We did not have data allowing us to separate out the specific system level associated with the administration of incentives for quality. Therefore, we could not discern which incentives for quality were administered by health plans versus by the physician’s medical group. However, we measured incentives directly affecting the pay of respondent physicians based on the results of their performance compared with incentives that may be received by the medical group and never dispersed to individual physicians.
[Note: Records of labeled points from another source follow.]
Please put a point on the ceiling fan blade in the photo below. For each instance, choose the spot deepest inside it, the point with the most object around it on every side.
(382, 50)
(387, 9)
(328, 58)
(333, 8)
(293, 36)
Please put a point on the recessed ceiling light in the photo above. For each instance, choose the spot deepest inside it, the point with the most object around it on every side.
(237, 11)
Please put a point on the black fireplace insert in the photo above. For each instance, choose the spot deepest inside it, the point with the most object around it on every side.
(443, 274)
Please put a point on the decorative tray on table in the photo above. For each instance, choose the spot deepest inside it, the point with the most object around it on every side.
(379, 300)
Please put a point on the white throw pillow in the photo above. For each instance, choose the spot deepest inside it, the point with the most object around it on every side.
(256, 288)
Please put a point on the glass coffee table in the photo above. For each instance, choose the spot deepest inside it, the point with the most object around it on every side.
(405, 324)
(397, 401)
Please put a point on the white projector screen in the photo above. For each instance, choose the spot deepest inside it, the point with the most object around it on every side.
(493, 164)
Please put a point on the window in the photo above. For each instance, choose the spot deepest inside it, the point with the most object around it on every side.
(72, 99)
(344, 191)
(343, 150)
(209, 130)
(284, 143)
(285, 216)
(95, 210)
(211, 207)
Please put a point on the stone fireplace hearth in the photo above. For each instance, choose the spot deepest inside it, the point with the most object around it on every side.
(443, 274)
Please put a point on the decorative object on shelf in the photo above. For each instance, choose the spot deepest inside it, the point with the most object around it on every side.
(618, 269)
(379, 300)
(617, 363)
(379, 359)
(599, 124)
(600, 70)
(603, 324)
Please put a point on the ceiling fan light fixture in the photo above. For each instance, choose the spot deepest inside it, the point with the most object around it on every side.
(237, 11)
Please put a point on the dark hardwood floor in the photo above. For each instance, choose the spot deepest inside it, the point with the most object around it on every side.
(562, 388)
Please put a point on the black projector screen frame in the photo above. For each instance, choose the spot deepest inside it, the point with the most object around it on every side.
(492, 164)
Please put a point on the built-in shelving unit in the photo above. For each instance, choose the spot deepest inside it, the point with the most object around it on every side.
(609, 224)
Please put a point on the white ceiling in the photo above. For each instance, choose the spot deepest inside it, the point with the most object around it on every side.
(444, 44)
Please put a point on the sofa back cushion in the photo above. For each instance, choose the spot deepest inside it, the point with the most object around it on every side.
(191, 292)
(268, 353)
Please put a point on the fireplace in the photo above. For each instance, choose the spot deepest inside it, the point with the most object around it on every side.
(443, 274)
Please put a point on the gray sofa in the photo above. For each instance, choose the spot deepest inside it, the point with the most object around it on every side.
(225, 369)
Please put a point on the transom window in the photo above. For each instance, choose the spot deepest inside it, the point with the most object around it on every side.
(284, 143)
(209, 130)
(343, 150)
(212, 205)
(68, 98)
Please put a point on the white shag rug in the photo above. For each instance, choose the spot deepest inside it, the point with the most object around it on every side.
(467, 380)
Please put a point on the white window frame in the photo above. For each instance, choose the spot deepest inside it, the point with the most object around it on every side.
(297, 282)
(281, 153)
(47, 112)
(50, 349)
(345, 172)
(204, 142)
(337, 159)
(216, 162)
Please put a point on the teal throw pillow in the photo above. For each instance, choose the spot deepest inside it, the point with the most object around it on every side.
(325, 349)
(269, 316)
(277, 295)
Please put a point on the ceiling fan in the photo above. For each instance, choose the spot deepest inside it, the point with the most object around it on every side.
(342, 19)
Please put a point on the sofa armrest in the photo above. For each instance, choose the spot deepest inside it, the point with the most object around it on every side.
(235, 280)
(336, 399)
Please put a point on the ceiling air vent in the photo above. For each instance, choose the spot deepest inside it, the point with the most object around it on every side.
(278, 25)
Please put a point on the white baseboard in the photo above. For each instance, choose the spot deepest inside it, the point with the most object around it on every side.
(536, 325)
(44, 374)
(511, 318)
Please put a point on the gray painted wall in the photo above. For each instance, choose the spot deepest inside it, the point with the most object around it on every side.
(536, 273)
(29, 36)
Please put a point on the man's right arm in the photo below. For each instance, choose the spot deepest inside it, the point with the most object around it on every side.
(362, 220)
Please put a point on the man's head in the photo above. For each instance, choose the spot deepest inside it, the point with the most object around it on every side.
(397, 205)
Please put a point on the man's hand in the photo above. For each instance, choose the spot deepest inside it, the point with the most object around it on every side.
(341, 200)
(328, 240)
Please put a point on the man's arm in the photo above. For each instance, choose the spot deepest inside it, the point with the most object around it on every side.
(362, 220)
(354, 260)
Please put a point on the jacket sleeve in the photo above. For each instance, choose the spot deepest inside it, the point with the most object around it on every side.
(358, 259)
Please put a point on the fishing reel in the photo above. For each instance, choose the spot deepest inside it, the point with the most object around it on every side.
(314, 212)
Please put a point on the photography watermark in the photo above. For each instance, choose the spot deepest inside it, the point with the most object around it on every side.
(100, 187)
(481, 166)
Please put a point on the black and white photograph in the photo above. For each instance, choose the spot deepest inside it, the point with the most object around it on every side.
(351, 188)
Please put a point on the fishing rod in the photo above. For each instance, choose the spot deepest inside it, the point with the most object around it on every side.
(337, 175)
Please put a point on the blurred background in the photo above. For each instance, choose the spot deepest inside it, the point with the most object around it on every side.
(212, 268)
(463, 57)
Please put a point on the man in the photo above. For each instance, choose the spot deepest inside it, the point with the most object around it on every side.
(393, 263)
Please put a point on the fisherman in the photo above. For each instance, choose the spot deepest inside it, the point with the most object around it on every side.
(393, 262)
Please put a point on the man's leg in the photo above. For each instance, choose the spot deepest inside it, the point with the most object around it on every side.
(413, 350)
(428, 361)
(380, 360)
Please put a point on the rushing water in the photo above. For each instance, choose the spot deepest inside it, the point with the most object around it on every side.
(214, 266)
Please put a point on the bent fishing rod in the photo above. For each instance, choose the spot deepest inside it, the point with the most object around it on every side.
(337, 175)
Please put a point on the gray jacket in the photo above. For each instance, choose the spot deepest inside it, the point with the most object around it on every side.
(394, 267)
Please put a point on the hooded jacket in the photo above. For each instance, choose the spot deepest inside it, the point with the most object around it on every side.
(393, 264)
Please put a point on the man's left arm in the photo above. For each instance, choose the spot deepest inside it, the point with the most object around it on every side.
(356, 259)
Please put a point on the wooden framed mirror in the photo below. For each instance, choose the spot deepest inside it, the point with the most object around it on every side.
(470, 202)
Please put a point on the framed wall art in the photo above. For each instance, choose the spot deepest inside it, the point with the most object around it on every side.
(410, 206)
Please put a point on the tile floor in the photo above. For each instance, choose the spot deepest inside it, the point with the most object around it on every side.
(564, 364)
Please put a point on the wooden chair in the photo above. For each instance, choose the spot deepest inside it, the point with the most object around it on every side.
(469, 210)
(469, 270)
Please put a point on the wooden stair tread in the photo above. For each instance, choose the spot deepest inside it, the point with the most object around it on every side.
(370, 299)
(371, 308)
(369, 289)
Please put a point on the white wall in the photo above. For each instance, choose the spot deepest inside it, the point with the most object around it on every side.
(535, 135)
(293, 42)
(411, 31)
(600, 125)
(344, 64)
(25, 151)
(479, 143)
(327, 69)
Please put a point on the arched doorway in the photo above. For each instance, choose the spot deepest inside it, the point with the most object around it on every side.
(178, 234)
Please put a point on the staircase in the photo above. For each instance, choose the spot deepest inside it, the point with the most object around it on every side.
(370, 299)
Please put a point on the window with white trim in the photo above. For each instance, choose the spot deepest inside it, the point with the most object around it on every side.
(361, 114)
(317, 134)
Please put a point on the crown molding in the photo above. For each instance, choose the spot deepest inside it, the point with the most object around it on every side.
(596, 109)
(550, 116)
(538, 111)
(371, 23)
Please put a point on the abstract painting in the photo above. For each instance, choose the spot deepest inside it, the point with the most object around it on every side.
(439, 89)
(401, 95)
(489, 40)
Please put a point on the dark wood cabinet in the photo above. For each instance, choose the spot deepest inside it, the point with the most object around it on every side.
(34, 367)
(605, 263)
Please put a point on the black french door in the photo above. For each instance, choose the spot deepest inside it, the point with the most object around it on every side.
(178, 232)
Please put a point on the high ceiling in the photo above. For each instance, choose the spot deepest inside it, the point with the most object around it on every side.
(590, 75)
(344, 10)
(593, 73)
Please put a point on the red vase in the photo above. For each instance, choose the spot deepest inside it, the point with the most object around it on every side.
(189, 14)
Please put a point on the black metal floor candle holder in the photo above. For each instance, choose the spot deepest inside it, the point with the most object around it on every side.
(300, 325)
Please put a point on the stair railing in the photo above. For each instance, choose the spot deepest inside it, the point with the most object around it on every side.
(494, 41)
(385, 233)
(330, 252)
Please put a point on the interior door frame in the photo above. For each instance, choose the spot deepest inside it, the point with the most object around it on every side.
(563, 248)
Nonresponse could have biased results if the reason for nonresponse was differentially associated with the use of financial incentives for quality. However, at 76%, our response rate was high relative to most physician surveys, and analyses were weighted for nonresponse based on specialty type, physician sex, practice volume, and sharing an office with another study participant. In addition, this analysis did not assess whether financial incentives for quality are associated with quality of care and patient outcomes in the context of cancer care.